2. Unused (optional) fields occupy memory

Some formats offer optional fields to express information that is not always present or required. However, these fields still occupy memory and disk space in traditional atom-record based formats.

3. The version problem

Extensions in new versions of the format render earlier programs obsolete. Data files have to be converted, all software has to be upgraded if new fields are added to a format. Version compatibility within the same format becomes a nightmare.

4. Information loss at conversions between various formats

Due to the specificity described above, converting from one format to another will always lose some information, namely what was specific to the source format and not contained by the target format. Furthermore, information specific to the target format has to be generated, computed, estimated, often guesstimated, or simply assigned a meaningless dummy value. Therefore, conversions back and forth will hardly ever produce equivalent file to the original.

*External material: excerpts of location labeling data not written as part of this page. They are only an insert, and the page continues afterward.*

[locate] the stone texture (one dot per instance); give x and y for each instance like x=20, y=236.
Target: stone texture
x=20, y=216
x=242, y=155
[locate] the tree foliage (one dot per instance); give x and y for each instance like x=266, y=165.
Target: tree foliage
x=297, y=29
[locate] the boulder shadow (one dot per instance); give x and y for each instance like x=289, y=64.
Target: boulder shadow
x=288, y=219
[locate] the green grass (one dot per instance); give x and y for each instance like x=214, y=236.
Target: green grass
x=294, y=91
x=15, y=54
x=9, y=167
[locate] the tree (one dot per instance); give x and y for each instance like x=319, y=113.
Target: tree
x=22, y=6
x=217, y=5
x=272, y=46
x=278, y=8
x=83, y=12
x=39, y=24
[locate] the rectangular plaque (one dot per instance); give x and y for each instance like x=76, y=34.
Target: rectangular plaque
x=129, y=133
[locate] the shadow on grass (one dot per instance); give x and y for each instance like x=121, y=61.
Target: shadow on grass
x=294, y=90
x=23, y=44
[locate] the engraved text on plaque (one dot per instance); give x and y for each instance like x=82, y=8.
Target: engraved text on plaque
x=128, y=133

5. Deviations from standard to add information, leads to incompatibility

Companies and software packages often try to add information to file formats that do not support them, placing it in comments or hacking them into other fields not used. This leads to incompatibility problems among software packages and companies.

Why can't we make a Super-Format ?

One possible solution idea would be to come up with a super-format which contains all possible field types present in any existing format, plus anything else we can think about, that might become useful in the future. Such format would have the following problems:

• Huge size (all rarely used fields present for every atom and bond)
• Inefficient record handling: accessing specific data (e.g. coordinates of atoms), requires the software to page through (skip) large amount of other data causing very bad cache performance.
• Further extension problem: it is inevitable, that new fields will need to be added later - due to new technologies emerging. The extension would face all the incompatibility problems mentioned above.

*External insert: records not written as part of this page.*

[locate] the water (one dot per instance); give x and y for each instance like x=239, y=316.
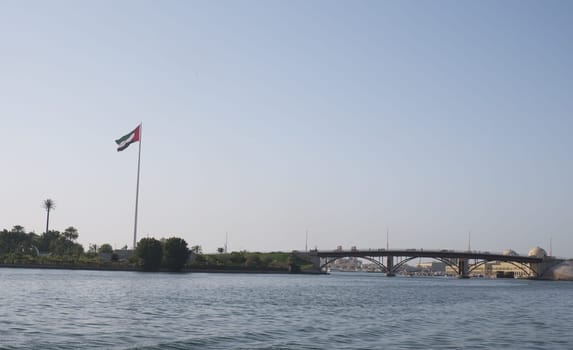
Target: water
x=60, y=309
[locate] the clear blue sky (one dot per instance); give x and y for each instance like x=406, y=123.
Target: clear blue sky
x=265, y=119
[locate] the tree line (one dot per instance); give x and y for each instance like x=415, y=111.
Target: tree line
x=18, y=241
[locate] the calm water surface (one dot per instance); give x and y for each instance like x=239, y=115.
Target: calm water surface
x=59, y=309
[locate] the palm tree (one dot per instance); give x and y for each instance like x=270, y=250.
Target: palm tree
x=71, y=233
x=48, y=205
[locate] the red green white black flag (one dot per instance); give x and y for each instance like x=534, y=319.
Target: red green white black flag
x=124, y=141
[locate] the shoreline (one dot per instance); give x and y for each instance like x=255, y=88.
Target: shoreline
x=137, y=269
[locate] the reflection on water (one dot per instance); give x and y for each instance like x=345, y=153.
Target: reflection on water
x=60, y=309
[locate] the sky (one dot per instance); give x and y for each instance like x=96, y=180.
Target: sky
x=432, y=121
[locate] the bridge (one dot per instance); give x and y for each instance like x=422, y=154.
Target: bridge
x=462, y=262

Solution: Tagged Molecular Format (TMF)

Data structure

• Same idea as TIFF graphics format: information is packaged by type/kind and a tag explains its format, size, and what is it for. The header of the format lists the tags that are present in the particular file (with a pointer to them for fast access).
• Vertical data organization: Imagine the traditional atom records placed in a matrix, each row representing an atom and the columns representing the various fields. TMF contains the same data by vertical columns instead of horizontal atom records, i.e. data of one particular field for all atoms/bonds are packed into one information block with a descriptor tag.
• All data fields are optional: the vertical organization allows each data field to be optional - the header lists what tags are present in the actual file.
• Field dimensionality and type described in tags: coordinate data maybe 2D or 3D, charge data can be integer or floating point (representing partial charges). To accommodate all these variations, the tag describes elementary data type and the dimensionality as well as the total number of units of data.
• Multiple data fields are allowed, e.g. conformers can be stored by multiple 3D data tags without repeating all other information units.

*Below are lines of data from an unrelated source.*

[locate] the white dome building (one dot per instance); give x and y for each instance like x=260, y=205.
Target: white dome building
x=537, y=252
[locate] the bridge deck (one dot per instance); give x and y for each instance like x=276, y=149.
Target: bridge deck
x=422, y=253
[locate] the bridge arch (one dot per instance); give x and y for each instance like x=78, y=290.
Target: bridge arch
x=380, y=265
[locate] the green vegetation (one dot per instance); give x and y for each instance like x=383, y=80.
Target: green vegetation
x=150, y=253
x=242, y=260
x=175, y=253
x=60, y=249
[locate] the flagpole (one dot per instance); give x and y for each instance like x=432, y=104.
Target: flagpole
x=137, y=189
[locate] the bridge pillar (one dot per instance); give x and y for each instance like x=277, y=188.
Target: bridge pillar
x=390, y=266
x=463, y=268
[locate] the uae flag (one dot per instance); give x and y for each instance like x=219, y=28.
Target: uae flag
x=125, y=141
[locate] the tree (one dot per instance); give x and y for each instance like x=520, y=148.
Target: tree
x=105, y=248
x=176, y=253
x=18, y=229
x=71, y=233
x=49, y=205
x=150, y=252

Advantages over traditional records

• Ultimately wide range of application
• Backward and forward compatibility: old software will look for the specific tags it needs and ignores the rest, hence it will still work when new tag types are introduced.
• Naturally Extendible: new tag types can be introduced without affecting the validity of existing programs and data files - no conversion or upgrade necessary.
• Storage Efficiency: no storage space wasted for optional data that is not actually present in the given file.
• Performance gain in cache locality: the same type of information is stored in a continuous chunk of memory, therefore the processing of a given information type (e.g. 3D coordinates when applying a transformation) will gain better performance due to cache locality - more of the relevant data fits in a cache page.